The second technique, solar-radiation management, could be cheaper and faster, the report states. Solar-radiation management includes such schemes as pumping sulfur into the stratosphere to force the same kind of global cooling that has occurred after massive volcanic eruptions (see Green Light post).
It could also include projects like painting lots of building roofs white to reflect more sunlight back into space – an idea that's gotten the backing of Energy Secretary Steven Chu, among others.
But such sunlight-blocking schemes don't deal directly with carbon dioxide in the atmosphere, and carry the risks of unknown and possible catastrophic side effects, the report warns. Thus, they should only be used if absolutely necessary, the report stated.
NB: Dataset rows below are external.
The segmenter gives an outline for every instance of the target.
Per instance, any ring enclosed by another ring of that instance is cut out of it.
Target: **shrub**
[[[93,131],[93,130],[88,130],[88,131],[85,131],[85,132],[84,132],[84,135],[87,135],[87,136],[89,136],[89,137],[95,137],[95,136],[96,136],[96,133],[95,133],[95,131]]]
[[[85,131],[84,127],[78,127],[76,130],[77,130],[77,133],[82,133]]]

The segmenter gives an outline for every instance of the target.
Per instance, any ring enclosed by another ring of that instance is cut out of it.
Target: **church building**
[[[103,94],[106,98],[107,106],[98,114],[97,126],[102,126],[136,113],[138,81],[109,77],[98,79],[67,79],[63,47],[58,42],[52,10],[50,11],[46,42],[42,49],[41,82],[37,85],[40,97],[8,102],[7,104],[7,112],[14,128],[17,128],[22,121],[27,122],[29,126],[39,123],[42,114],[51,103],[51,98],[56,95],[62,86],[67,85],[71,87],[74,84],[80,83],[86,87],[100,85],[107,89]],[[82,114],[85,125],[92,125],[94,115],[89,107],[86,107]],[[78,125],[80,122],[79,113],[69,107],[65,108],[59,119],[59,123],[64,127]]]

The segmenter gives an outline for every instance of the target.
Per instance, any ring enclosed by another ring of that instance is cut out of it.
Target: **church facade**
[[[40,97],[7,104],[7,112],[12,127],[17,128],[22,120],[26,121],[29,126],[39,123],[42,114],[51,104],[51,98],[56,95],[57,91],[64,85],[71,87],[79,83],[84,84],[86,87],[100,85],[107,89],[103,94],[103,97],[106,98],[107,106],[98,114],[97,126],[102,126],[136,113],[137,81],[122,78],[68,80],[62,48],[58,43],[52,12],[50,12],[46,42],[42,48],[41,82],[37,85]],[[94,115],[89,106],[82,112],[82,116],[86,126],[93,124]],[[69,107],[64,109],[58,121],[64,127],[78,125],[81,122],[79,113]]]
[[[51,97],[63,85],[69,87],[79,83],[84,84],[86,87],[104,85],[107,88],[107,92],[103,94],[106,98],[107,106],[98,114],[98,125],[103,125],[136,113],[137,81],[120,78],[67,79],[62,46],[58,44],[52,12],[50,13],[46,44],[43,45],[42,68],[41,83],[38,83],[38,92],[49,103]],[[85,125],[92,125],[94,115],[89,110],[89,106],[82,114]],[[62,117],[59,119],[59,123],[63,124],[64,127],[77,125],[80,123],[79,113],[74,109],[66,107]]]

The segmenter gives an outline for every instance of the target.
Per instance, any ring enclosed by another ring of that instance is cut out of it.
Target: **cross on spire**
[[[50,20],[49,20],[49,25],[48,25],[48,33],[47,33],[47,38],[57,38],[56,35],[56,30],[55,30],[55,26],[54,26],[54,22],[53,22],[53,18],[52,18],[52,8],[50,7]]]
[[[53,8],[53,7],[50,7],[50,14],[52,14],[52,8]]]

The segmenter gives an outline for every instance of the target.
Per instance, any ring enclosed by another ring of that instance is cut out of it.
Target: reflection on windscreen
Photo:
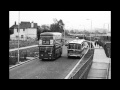
[[[52,50],[53,50],[52,47],[40,47],[40,52],[52,53]]]
[[[50,39],[53,39],[52,36],[41,36],[40,39],[42,40],[50,40]]]
[[[69,44],[69,49],[80,49],[81,45],[80,44]]]

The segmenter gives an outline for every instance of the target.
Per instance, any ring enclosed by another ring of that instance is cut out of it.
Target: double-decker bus
[[[87,40],[75,39],[68,43],[68,58],[79,57],[81,58],[88,50],[89,45]]]
[[[62,33],[44,32],[39,39],[39,59],[51,59],[62,55]]]

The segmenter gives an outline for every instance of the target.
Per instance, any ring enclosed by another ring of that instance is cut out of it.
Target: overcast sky
[[[15,21],[18,24],[18,11],[9,11],[9,27]],[[111,11],[20,11],[20,22],[29,21],[38,23],[38,25],[52,24],[53,19],[62,19],[65,24],[65,29],[91,30],[103,28],[109,30],[111,27]],[[89,20],[86,20],[89,19]]]

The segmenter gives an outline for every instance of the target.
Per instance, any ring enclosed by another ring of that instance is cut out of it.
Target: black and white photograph
[[[9,11],[9,79],[111,79],[111,11]]]

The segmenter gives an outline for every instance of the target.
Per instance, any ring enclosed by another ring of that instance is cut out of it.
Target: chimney
[[[34,23],[33,22],[31,22],[31,28],[33,28],[34,27]]]
[[[16,25],[16,21],[15,21],[15,25]]]

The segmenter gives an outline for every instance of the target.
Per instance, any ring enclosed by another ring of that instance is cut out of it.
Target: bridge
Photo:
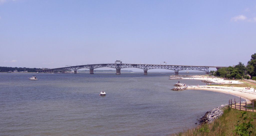
[[[70,66],[62,68],[52,69],[45,69],[37,70],[39,72],[55,73],[61,71],[64,73],[65,70],[74,70],[74,73],[77,73],[77,70],[82,68],[87,68],[90,69],[90,74],[93,73],[93,70],[96,68],[104,67],[111,68],[116,70],[116,74],[121,74],[121,69],[129,68],[135,68],[142,69],[144,71],[144,75],[147,75],[147,70],[155,69],[169,69],[174,71],[175,75],[178,75],[179,71],[186,70],[196,70],[205,71],[206,74],[209,74],[209,68],[216,68],[217,70],[220,68],[226,67],[217,66],[182,66],[169,65],[158,65],[147,64],[125,64],[122,63],[122,61],[117,61],[114,64],[99,64],[81,65],[75,66]]]

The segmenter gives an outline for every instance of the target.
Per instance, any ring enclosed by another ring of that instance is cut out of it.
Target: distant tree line
[[[18,68],[15,67],[0,67],[0,72],[7,72],[11,71],[13,72],[14,70],[17,70],[18,72],[25,71],[27,71],[28,72],[36,72],[37,70],[42,69],[41,68],[29,68],[26,67]]]
[[[251,57],[251,58],[248,61],[246,66],[240,62],[234,67],[219,68],[216,71],[211,71],[210,73],[215,76],[230,79],[243,78],[249,79],[249,75],[253,80],[256,80],[256,53],[252,55]]]

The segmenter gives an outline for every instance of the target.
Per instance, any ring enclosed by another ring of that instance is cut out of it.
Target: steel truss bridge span
[[[121,73],[121,68],[135,68],[143,69],[144,75],[147,74],[147,70],[148,69],[169,69],[174,70],[175,75],[178,75],[179,71],[185,70],[196,70],[205,71],[206,74],[209,73],[209,68],[216,68],[217,69],[219,68],[225,67],[216,66],[179,66],[167,65],[157,65],[150,64],[91,64],[81,65],[75,66],[63,67],[52,69],[48,69],[38,70],[37,70],[39,72],[55,73],[57,71],[61,71],[62,72],[65,70],[74,70],[74,73],[77,73],[77,70],[82,68],[88,68],[90,69],[90,73],[93,73],[94,69],[104,67],[111,68],[115,68],[116,70],[116,74],[120,74]]]

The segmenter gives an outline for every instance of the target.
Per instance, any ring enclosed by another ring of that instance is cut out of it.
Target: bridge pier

Given the challenge facing the globe, geoengineering concepts of all stripes have been getting more serious attention from important parties, including the Obama administration, the Wall Street Journal reports.
Geoengineering will certainly require an unprecedented level of international cooperation, first on researching which ones will work the best and then on spending the billions of dollars needed to implement them, the report found.
But then, so will reducing manmade greenhouse-gas emissions, as the debate over carbon cap-and-trade legislation in Congress has highlighted (see Energy-Climate Bill Could Boost Electricity Costs 20% by 2030).